[EEG] data and bowel movements

Kelly hurtstotouchfire at gmail.com
Thu Jun 25 20:18:13 UTC 2009


Well, that was exciting.  I think I may actually have a
linguistics-free weekend, and some time to hack on this.

Wiggly lines indeed.  Did you determine what the y axis was on ERP
data?  I still haven't had time to look that up.  I'm guessing
voltage?  What I was wondering is if there is V/ms for each electrode?
 And how is that localized information dealt with in terms of
interpreting the data?

> C) TIMESERIES DATA IS SLOW, FREQUENCY DATA IS LOW

Your timesharing proposal makes more sense now, and I'm definitely for
it.  Sounds like A Project though.  This may be one of the ideas worth
poking the broader NB community about.

> D) AMPS FOR THE CAP

I'm hoping Leah will take an interest in this since she was the only
one around with a definite project in mind that requires hi-res data.
When we first talked about this it sounded like the solution was to
throw money at it.  Does anyone have a more creative solution?

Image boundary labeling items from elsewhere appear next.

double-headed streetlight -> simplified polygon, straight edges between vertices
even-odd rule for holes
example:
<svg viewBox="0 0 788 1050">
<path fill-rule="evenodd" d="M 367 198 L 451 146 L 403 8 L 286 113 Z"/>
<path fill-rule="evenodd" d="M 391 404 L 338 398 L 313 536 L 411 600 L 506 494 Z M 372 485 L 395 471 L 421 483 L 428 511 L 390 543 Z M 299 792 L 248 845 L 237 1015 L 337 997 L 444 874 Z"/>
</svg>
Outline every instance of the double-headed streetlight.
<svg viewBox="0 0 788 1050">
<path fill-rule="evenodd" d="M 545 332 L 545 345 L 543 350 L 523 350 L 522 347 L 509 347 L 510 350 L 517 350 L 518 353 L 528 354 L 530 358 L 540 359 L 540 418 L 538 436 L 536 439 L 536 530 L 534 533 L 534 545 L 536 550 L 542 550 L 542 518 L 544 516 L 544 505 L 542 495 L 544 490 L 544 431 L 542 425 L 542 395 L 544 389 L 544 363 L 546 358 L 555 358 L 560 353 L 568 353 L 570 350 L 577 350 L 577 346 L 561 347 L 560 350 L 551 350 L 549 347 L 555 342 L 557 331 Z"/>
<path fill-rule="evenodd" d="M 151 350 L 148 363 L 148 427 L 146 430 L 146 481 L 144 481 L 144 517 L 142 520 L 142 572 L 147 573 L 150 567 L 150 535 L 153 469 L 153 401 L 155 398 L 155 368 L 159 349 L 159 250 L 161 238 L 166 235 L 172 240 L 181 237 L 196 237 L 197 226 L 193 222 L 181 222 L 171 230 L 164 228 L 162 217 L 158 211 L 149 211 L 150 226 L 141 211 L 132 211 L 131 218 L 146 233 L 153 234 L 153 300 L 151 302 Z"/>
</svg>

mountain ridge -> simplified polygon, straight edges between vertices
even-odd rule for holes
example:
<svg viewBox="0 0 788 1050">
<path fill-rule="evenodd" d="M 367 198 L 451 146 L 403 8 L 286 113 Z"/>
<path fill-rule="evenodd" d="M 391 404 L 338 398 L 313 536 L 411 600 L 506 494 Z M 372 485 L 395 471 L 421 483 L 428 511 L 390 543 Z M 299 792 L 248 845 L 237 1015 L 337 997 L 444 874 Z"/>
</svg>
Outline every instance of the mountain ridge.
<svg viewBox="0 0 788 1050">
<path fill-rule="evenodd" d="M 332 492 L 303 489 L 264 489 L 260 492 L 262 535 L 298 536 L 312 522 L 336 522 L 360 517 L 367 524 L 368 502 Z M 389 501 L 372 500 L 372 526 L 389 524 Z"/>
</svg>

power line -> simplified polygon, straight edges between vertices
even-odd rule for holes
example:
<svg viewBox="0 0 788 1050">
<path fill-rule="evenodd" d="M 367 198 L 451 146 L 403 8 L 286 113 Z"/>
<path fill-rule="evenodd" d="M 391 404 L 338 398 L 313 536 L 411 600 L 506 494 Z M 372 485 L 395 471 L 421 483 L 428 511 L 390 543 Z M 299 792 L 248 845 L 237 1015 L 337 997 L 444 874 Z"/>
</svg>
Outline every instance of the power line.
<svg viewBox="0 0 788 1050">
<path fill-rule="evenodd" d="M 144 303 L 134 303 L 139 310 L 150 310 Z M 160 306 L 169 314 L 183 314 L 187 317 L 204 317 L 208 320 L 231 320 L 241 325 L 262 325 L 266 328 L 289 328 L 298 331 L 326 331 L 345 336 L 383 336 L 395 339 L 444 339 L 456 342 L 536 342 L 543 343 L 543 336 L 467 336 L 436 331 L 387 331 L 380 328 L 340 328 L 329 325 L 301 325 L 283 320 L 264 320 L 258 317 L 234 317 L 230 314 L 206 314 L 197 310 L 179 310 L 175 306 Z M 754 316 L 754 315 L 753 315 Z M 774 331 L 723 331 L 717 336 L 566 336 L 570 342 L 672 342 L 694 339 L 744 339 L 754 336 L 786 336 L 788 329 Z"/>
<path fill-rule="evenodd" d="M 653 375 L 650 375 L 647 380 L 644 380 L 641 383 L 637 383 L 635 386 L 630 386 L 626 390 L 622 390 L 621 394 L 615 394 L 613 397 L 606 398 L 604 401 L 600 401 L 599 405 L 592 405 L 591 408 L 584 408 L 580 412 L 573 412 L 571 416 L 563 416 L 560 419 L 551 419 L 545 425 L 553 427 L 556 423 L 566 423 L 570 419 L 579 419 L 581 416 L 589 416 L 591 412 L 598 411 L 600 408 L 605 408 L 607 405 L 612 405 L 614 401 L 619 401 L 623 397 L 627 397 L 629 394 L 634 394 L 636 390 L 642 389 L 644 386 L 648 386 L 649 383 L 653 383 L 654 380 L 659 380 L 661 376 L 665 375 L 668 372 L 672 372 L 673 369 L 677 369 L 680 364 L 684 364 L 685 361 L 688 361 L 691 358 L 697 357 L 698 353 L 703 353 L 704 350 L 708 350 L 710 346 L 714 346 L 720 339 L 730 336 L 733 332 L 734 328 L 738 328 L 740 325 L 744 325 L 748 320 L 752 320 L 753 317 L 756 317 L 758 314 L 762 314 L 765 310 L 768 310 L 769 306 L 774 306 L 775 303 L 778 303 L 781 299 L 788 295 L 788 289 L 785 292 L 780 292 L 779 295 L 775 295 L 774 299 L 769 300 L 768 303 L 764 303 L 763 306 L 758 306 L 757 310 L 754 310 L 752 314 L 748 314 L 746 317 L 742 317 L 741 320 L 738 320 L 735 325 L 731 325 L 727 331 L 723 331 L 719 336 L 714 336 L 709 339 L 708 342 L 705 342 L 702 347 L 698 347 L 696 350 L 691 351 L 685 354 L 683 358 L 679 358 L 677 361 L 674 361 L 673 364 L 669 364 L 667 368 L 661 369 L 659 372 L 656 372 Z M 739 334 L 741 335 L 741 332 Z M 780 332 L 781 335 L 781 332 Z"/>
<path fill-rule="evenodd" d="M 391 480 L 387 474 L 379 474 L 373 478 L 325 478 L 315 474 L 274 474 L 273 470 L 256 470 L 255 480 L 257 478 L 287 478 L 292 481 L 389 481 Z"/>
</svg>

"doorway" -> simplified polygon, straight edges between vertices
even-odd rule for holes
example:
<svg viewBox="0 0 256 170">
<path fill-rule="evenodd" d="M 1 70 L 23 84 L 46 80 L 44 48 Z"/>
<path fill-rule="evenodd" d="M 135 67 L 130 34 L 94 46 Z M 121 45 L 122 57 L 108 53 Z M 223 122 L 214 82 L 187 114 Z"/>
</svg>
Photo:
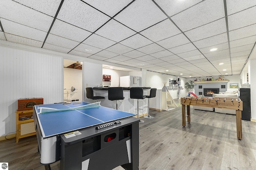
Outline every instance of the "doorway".
<svg viewBox="0 0 256 170">
<path fill-rule="evenodd" d="M 82 100 L 82 63 L 76 61 L 64 61 L 64 101 Z"/>
</svg>

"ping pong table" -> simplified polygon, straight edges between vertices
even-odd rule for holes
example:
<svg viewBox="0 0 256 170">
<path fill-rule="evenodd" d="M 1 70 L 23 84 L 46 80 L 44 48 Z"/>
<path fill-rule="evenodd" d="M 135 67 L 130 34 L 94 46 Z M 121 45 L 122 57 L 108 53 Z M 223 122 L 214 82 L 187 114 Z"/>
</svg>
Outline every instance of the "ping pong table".
<svg viewBox="0 0 256 170">
<path fill-rule="evenodd" d="M 99 103 L 34 106 L 41 164 L 50 167 L 60 160 L 61 170 L 111 170 L 120 165 L 138 169 L 139 119 Z"/>
</svg>

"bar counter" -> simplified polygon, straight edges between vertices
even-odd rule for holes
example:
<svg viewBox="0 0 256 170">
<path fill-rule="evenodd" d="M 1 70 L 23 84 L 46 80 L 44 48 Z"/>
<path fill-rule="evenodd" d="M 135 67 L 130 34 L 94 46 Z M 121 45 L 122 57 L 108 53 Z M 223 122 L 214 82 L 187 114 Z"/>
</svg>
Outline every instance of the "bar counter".
<svg viewBox="0 0 256 170">
<path fill-rule="evenodd" d="M 150 87 L 140 87 L 143 89 L 143 95 L 149 95 L 150 92 Z M 124 100 L 120 100 L 118 102 L 118 109 L 122 111 L 128 112 L 133 113 L 137 114 L 137 110 L 135 109 L 137 108 L 137 100 L 131 99 L 130 98 L 130 87 L 124 87 Z M 94 96 L 103 96 L 105 97 L 104 99 L 98 100 L 101 102 L 101 105 L 103 106 L 112 109 L 116 109 L 115 101 L 111 101 L 108 100 L 108 87 L 94 87 L 93 88 Z M 140 113 L 139 117 L 141 117 L 146 115 L 148 114 L 148 109 L 144 106 L 147 106 L 148 104 L 148 100 L 146 98 L 140 100 L 142 102 L 139 102 Z"/>
</svg>

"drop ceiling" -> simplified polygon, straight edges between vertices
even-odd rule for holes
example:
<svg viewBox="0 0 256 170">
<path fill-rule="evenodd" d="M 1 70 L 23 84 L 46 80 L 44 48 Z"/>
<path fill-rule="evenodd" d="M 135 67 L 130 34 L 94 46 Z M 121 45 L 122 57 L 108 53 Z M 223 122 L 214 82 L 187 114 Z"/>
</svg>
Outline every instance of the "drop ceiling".
<svg viewBox="0 0 256 170">
<path fill-rule="evenodd" d="M 184 77 L 233 75 L 254 47 L 255 16 L 255 0 L 5 0 L 0 39 Z"/>
</svg>

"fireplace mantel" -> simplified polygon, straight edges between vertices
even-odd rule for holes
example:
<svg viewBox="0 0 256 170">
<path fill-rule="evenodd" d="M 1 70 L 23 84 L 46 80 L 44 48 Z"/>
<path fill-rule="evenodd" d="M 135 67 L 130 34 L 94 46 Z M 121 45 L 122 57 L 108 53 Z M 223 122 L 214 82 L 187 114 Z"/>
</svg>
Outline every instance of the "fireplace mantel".
<svg viewBox="0 0 256 170">
<path fill-rule="evenodd" d="M 214 80 L 214 81 L 202 81 L 201 82 L 194 82 L 194 83 L 220 83 L 220 82 L 228 82 L 229 81 L 228 80 Z"/>
</svg>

> F) NOISE, SOFTWARE HACKS

This stuff I have only minor experience with (reasonable neuro
background and one Berkeley AI course) but hot damn it sounds like
fun.  I can't really spearhead much of it, but I'd really like to
learn along the way.  Also, I am actually working in an EEG lab at
Berkeley, so if I can track down someone there who's sufficiently
nerdy enough, I will try to drag them over to noisebridge.  I have no
idea how academic EEG processing compares to what hackers and machine
learning people would come up with.

> I) CATASTRPHIC CRASH COURSE IN SIGNAL PROCESSING AND AMPLIFIER DESIGN

I am exceedingly down.  At some point, I also need to sit down and
fill in the gaps in my knowledge of the mathematics involved.  I don't
know all of the right buzzwords yet, but I think that I should be able
to tackle most of it if I can figure out how to google it...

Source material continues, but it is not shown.